C’est dans ce contexte que l’idée soulevée par Marie Robert, Prof de lettres et de philosophie, auteure de livres d’approche philosophique à travers des situations du quotidien, interviewée par le site A Block, qui parle des femmes dans le sport, nous semble très intéressante à creuser. Elle dit en substance : « L’activité physique n’est pas qu’un tremplin vers les meilleurs chronos, c’est aussi un espace dans lequel on dialogue avec notre enveloppe… Grâce au sport, on comprend comment bouger notre corps, comment l’entraîner, comment le préserver, comment assurer sa longévité. » Puis ajoute : « Je me demande combien de temps nous passons à scruter notre corps au fil des décennies. Combien de minutes sont consacrées à l’analyser ? À le commenter ? À l’apprivoiser ? À le détester ? À tenter de saisir ce qu’il a à nous dire ? À le trouver trop gonflé, trop fin, trop fripé ?… À travers tous ces changements et toutes ces variations, ce que notre anatomie nous propose, c’est une ode au mouvement.
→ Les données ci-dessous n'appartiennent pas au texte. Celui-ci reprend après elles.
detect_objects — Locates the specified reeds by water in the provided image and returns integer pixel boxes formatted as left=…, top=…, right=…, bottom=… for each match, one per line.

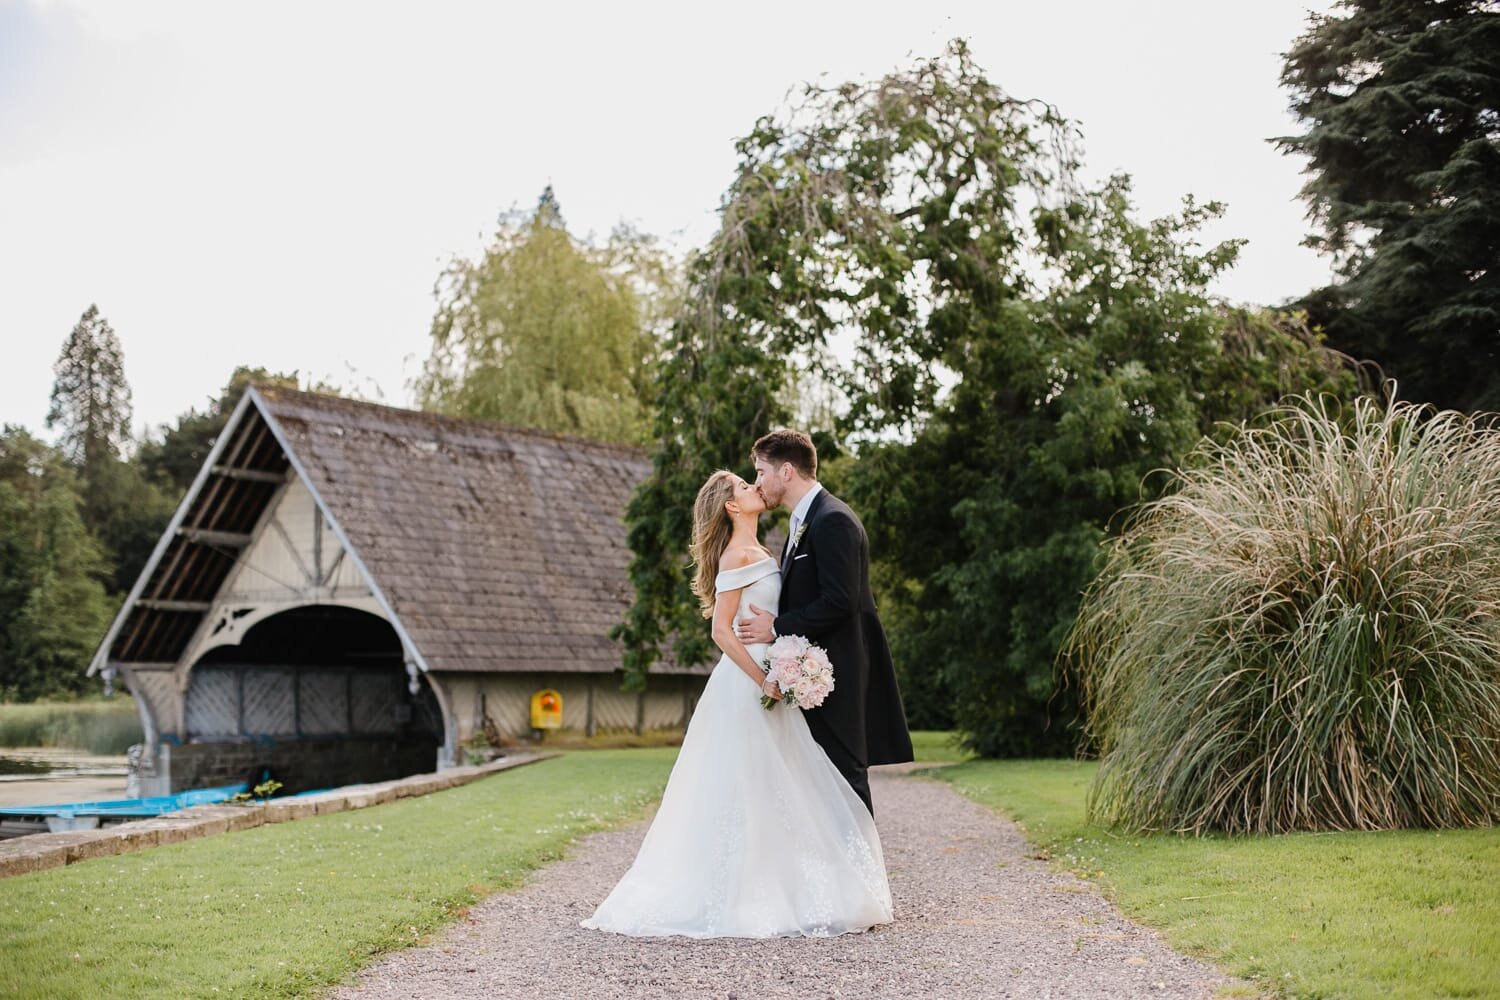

N’est-ce pas prodigieux de se dire que nous avons un corps qui a l’habilité de bouger, un corps qui n’est pas figé ? » 

C’est une belle idée, optimiste, utopique un peu mais nous en avons besoin. Une source de motivation. Un sens. – Si l’obésité progresse, si elle touche autant de jeunes, c’est que le mot « sport » aussi inspirant soit il ne suffit pas à toucher un large public. On attend que le sport compétitif entraine de nouveaux adeptes. Cette théorie du ruissellement ne fonctionne pas plus que son équivalent en économie.  Ce qui importe aujourd’hui, nous semble-t-il est de réinventer le rapport avec son corps, que le sport a un grand rôle à y jouer mais que le discours et l’imaginaire du pourquoi et du comment doit évoluer. Changer la philosophie et les mots. Le rapport au corps, notre « véhicule » doit évoluer et toutes les bonnes idées sont bonnes à prendre. Le mouvement et le rapport au corps sous-tendent le travail de nouveaux profils sportifs qui émergent sur Instagram notamment, loin de l’univers habituel de cette partie du sport que les institutions pensent être la pierre angulaire de toute action alors qu’il nous a enfermés dans une vision de l’utilité même du sport, très limitée.

D’ailleurs Antonio Damasio (professeur de neurologie, neurosciences et psychologie) dit : « Je défends l’idée que le corps est un acteur essentiel dans tout ce qui a trait à l’esprit ». Lire à ce sujet : Et s’il fallait promouvoir le sport comme sixème sens ?.  Alors parlons danse, yoga, fitness, équilibre, lenteur, ou simplement capacité d’agir, rapport corps et esprit, anatomie puisque c’est de ça dont il s’agit, enfin, connaissance de soi (terme moins engageant que le controversé développement personnel) et même entretien de soi car l’horizon transhumaniste n’est pas pour tout de suite.